LL: Thank you, Paige, for allowing us to interview you about your beautiful memoir, Akin to the Truth. What made you want to write a memoir about your adoption experience?
Paige: Hi, Margo, thanks for hosting me. It began as a way to explain to my young children about who was who in our complicated family. From there, it just grew into a bigger project: a story with a theme and a plot. The deeper I delved into the writing, the more I realized I had a real book project going and not just an account of this cousin and that uncle. The challenge was to introduce my daughters to family members as I knew them years ago, give some back stories and tie in my adoption and birth family members.
LL: What a great reason to start writing your story!How difficult was the writing? Was it painful? Therapeutic?
Paige: It wasn’t painful for me at all. Enough time had transpired between the time of my writing and the time some sad past events occurred, that I could write fairly level-headed.
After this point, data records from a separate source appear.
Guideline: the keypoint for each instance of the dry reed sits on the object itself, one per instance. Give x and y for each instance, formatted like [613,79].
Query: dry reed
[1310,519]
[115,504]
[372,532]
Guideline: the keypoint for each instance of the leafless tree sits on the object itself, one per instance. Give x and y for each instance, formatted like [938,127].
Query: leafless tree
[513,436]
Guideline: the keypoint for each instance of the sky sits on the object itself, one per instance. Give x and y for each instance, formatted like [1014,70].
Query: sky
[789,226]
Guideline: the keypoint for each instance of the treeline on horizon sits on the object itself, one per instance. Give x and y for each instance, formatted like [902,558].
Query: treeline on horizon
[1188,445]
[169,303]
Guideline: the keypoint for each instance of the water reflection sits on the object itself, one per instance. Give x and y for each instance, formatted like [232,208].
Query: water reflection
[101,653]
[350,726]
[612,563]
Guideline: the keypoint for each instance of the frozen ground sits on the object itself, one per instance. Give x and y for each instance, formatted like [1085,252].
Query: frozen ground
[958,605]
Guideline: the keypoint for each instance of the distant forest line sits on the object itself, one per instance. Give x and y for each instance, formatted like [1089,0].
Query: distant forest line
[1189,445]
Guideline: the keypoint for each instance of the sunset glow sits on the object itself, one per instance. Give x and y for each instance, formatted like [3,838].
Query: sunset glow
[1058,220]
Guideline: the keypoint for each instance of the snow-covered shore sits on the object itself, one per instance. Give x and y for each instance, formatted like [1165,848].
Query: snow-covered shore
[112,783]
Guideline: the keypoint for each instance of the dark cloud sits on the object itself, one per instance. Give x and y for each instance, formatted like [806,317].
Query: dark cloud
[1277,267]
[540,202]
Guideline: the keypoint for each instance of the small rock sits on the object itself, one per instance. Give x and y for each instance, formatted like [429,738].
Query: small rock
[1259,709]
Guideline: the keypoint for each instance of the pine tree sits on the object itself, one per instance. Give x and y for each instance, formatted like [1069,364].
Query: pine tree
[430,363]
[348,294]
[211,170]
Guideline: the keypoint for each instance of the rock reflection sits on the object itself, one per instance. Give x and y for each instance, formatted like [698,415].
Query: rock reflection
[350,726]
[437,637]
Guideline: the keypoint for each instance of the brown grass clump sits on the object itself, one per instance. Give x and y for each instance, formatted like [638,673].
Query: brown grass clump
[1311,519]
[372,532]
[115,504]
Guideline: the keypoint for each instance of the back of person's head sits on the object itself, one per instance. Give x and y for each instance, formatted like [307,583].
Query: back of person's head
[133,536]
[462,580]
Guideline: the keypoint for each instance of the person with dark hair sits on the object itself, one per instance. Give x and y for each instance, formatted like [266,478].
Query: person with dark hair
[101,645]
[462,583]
The hardest parts for me were writing about a very terrifying dream I once had and about losing my grandma. I’d be lying if I said I didn’t relive some things I didn’t like, but I also knew that now I was an adult in control of my life. I just took breaks and opened a Diet Coke, pet my cat, fiddled on Facebook for 20 minutes, or talked on the phone to someone. Then I went back to writing.
I found the writing process to be therapeutic and creative more than painful.
Paige: It took about a year. That’s because once my school schedule is fully underway, I don’t have time for hardly anything else. I finished final edits at the end of the summer and published it in September. I’d tried for almost 18 months to pitch to agents, the traditional way. The memoir market is abundant, the economy is slow, and I don’t have special connections. Independently publishing is now more widely accepted plus the author has so much more creative input for how the book looks, and I had very specific ideas about the book cover, which I didn’t want messed with. I decided to publish on my own and be my own “agent.” Akin to the Truth is available through Apple iBooks, Kindle and Amazon/CreateSpace. I believe print books can also be ordered via Barnesandnoble.com.
LL: Several of our readers may be interested in writing their own memoir. How do they make their story stand out among the hundreds on the market?
Paige: First, you need to determine who your reading audience might be. You also have to decide what your goals are for writing and promoting your work. For a memoir to be successful commercially, it should have a cover that looks inviting to your desired readers. It should have a theme and a plot, similar to a work of fiction with characterization and rich description. I would advise anyone writing and wanting to publish professionally to invest in your beloved project and hire an editor, no matter how competent a writer you think you are. Next comes finding assorted marketing strategies for promoting your work.
LL: Great tips! Who is the perfect reading audience for Akin to the Truth?
Paige: Akin to the Truth has a wide variety of readers, but the most likely audience would be members of the adoption triad: adoptees, birth family members and adoptive family members. Next would be people involved in social work or counseling, educators and others interested in child development. This book will appeal to readers who like references to the 1970s and 80s, and mostly females between the ages of 15-75. It is a family story with a coming of age element to it.
Thank you all again for featuring Akin to the Truth. I hope you enjoy!